Grizzly bear 122. PAUL KALRA PHOTO

BANFF – The bears are waking up in Banff with the arrival of spring.

In Banff National Park, the first sighting of a grizzly bear was reported in the valley bottom west of the Banff townsite on the evening of Monday (March 29).

Parks Canada officials suspect it is likely bear No. 122, also known as The Boss, or possibly Bear No. 136, referred to as Split Lip for his disfigured mouth.

“I think 122 is a very likely candidate to be one of the first bears,” said Dan Rafla, a human-wildlife coexistence specialist with Banff National Park.

“This is part of his core home range as it is with bear 136, so it’s most likely one of our known bears.”

With bears beginning to emerge from dens, wildlife experts say it’s time to follow all safety precautions, but also to be aware of the needs of the park’s treasured wildlife.

“It’s a time of celebration, it’s the arrival of spring, and the hardest part of winter is behind us, but we also need to recognize the needs of these animals – give them the space and distance they need to survive, to thrive,” Rafla said.

“They’ve been sleeping for a very long time, living off their fat reserves they’ve accumulated from their good season previously, but they are going to be a lot thinner, they are going to be hungry.”

With that said, food is scarce when bears emerge from hibernation.

They typically spend spring searching for food in the valley bottoms and don’t move to higher elevations until the snow disappears and vegetation greens up later in the season.

Typically, bear 122 and 136 head to the train tracks when first out of their dens each spring, where they search for spilled grain, or the remains of other wildlife that were struck and killed by trains over winter.

Rafla said it’s a difficult time of year for bears as they look for food, adding there’s no new vegetation for them to feed upon yet.

“There is always a chance there’s grain on the tracks that might bring them in if there’s no alternative,” he said.

“Having said that, we’ve recently worked with local CP staff to proactively remove any sprinkled grain on the tracks within the park.”

In addition, Rafla noted Canadian Pacific Railway also reports any time animals are struck on the railway line to Parks Canada throughout the year.

“Every spring or late winter, we will then ride the tracks looking for any carcasses that may have gone undetected,” he said.

Male bears and female bears without offspring will be the first to emerge from their winter hibernation.

Following that, females with older offspring will come out of their dens; then females with young-of-year cubs will be the last to emerge likely in late May and into early June.

“Those cubs are extremely vulnerable, so they’ll be nursing as we speak in the den site with their mom,” Rafla said.

With bears emerging, it’s time for residents and visitors to brush up on their safety awareness, including carrying bear spray, having it easily accessible, knowing how to use it and ensuring it has not expired.
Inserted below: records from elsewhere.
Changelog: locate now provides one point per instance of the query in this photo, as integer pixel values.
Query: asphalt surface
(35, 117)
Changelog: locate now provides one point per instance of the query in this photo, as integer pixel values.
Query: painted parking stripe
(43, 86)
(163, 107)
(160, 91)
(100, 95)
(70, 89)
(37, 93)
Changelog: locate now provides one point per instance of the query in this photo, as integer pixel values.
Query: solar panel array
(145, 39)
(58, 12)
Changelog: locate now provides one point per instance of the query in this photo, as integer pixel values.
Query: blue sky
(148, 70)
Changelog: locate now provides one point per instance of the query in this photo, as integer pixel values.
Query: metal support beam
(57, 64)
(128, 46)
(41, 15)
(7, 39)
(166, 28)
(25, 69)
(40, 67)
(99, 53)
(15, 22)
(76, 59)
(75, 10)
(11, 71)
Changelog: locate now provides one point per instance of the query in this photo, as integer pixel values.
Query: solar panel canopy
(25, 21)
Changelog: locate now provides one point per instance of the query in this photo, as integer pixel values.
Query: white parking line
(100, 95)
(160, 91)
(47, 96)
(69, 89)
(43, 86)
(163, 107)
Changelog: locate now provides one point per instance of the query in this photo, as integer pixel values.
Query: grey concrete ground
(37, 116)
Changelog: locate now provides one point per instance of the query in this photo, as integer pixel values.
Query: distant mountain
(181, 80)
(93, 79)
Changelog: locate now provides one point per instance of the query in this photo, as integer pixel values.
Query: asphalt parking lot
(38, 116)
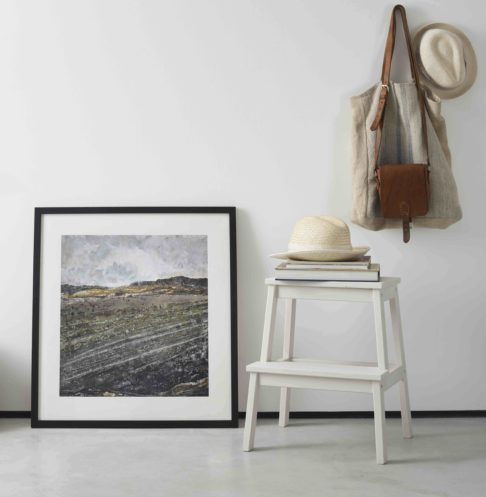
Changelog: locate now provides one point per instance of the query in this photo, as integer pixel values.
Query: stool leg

Make noise, travel in groups, and keep dogs on leash and under control at all times.

Rafla said it’s also important for people to be aware of their surroundings when walking on trails.

“We still have snow on the ground, so you can pick up if there are bear tracks around,” Rafla said.

“You can change your trajectory to avoid where those bear tracks are going.”

Rafla also urges people to give bears their space.

“Every time they stop feeding – maybe there’s pressure from people or they avoid an area – that will contribute to a lack of calories and food that has potential consequences for them down the road,” he said.

Parks Canada asks that all bear sightings be reported to Banff dispatch at 403-762-1470.

In 2020, grizzly bear No. 122 was the first bear spotted in Banff National Park on Feb. 28  – the earliest a grizzly had been recorded out of the den in at least the last decade.

The previous year, a remote camera picked up The Boss on March 19, 2019. In 2018, he was spotted March 24. In 2017, there was a confirmed sighting of 122 on March 22, in 2016 on March 5, in 2015 March 19 and in 2014 on March 16.